第14話 悪いことはしていない




 

 あのグループが去っていった後、私はどっと疲れに襲われた。両手で顔を隠し、何とか声を絞り出す。


「蒼井さん、ありがとうございました……」


 私たちの間にある何かを察してくれたんだ。だから、私に話を合わせてくれた。彼がいい感じにアシストしてくれたので、私は堂々とすることが出来た。


 蒼井さんは小さく首を振る。


「何もしてないよ。ただ、なんかあの人たちが安西さんを責めてるように見えて……」


「またスクールに戻らないか、と誘われていまして」


「そっか、でもやけに困ってなかった?」


「そ、それは、まあ……」


 どう説明しようか困っていると、蒼井さんがふと目が合う。途端、なんだか恥ずかしくなってしまい逸らした。
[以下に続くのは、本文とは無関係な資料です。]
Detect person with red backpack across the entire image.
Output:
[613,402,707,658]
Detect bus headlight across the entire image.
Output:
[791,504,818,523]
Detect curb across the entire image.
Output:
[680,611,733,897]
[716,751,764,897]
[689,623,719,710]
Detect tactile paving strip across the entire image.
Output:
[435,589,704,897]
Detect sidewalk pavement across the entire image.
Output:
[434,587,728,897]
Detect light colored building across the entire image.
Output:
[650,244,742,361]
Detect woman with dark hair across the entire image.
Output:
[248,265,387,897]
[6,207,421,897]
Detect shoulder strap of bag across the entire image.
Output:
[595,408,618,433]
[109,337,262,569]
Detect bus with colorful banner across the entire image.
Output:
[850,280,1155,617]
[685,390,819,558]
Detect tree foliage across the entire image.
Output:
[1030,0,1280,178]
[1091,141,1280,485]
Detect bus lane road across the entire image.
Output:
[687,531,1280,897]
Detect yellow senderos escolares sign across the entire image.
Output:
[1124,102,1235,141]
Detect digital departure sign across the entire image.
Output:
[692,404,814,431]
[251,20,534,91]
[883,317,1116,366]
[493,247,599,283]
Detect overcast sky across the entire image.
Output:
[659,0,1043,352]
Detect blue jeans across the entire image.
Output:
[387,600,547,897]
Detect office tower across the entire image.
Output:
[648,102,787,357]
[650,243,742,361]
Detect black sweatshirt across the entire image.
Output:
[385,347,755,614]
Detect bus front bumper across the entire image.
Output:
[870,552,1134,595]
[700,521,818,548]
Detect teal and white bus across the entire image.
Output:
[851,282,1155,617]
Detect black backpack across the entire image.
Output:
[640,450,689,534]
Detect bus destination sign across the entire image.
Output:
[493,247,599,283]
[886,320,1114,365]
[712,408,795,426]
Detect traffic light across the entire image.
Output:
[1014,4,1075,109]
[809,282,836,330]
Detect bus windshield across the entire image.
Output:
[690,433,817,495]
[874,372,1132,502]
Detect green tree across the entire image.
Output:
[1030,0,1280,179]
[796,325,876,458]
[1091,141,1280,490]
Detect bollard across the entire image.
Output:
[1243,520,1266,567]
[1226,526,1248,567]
 あんな情けないシーンを見られてしまった恥ずかしさと、嘘でも口説いているなんて言ってもらった恥ずかしさ。


「あれ? 顔が赤いね」


「いえ、大丈夫です、大丈夫です! 蒼井さんみたいな人にああいうことを言ってもらえる経験なんてなかったもので……でもちゃんとわきまえております、フォローのためにありがとうございました」


「え、別に嘘を言ったわけで」


「ふう。変な汗かいちゃった。そろそろ出ませんか?」


 熱くなった顔を誤魔化すためにそう言うと、彼が時計を見上げた。


「そうだね、そろそろ……目的のものは買ったから、次は何する? 夕飯まで時間あるよね。映画でも見るか、それともぶらぶら他の物買い物するか」


 伝票を手にしながら彼がそう言ったので驚く。てっきり、そろそろ解散かと思っていたのだ。


「え、夕飯までですか?」


「うん。店を予約してくれたって言ってたでしょ」


 そう指摘され、しまった! と心の中で叫んだ。確かにそうだった、元々は蒼井さんと坂田さんを二人きりにさせる作戦だったので、店まで予約していた。キャンセルするのもすっかり忘れていた。


 あわあわと慌てる私をよそに、彼はさっさとお会計に行ってしまう。カバンから財布を取り出そうとする私を制し、お菓子を貰ったからと言う理由で支払いを断られてしまった。


……お出かけはまだまだ続くらしい。






 その後、二人で買い物をして回った。蒼井さんが仕事に使う靴が欲しいとのことで二人で選び、私の服や小物も一緒に見てくれた。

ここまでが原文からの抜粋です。